MALVERN, Ark. — Animal rescue centers in Arkansas are packed to capacity, with most animals needing extra attention due to animal abuse.
Molly, also known as the Cuddle Babies Rescue’s “Little Fighter,” was recused by the organization and was a victim of neglect.
“When she came to us, she weighed 23 pounds and four ounces,” Cuddle Babies Rescue co-founder Kristie Hamilton said. “Today, she weighed 29 pounds and eight ounces.”
Cuddle Babies Rescue in Malvern said they saved Molly from an abusive owner who neglected, starved and de-hydrated her and her babies.
“They can’t speak for themselves [and] they can’t feed themselves,” Hamilton said. “Someone has to step in and be the middleman, and we get Cuddle Babies. That’s what we do.”

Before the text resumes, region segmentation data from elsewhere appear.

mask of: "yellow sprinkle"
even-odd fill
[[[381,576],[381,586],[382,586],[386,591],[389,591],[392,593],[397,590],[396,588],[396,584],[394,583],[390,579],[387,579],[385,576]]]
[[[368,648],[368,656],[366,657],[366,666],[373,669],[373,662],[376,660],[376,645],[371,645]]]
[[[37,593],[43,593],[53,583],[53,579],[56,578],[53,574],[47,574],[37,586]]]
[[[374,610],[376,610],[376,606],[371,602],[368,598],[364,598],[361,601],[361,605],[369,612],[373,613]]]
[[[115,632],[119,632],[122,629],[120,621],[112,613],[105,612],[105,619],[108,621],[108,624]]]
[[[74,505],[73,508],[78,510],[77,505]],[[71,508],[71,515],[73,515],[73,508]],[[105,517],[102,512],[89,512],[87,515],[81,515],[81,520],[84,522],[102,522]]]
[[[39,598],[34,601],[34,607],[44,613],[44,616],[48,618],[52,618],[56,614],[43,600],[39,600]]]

Hamilton said the abuse didn’t stop there. Babygirl, another dog, has also seen her fair share of challenges from her previous owners.
“We got a call Saturday afternoon that a dog had been hit in the head with a machete and rushed to the vet,” Hamilton said. “She received 23 internal stitches and 13 external stitches.”
According to Hamilton, shelters across the state are seeing this type of abuse far too often.
“We are overwhelmed as every rescue in Arkansas is overwhelmed,” Hamilton said. “The need is great. These dogs and cats, they can’t speak for themselves.”
Malvern city attorney Cecilla Ashcraft said the city does not tolerate animal abuse.
“We are attempting to inform everybody that this is unacceptable,” Ashcraft said. “If it happens, we’re going to come. We’re going to do what we must to ensure that animals are taken care of here in Malvern because it is unacceptable.”
Arkansas law states any person found guilty or pleads guilty of cruelty to animals can be fined up to $1,000 or one year in jail. However, some people want to see more change in the current laws.
“I wish the laws were a little bit stronger in Arkansas because other than abuse, the main requirements are adequate food, shelter and water,” Hotspring County Sheriff Scott Finkbeiner said. “I would like to see a little more added.”
Hamilton said if they could save one dog from what Molly and Babygirl have gone through, it could change the world.
“We take every one of these animals to heart. They have our heart,” Hamilton said. “They don’t hold grudges, and it is precious to see something that is mistreated… back to healthy and then they get their adoptive home.”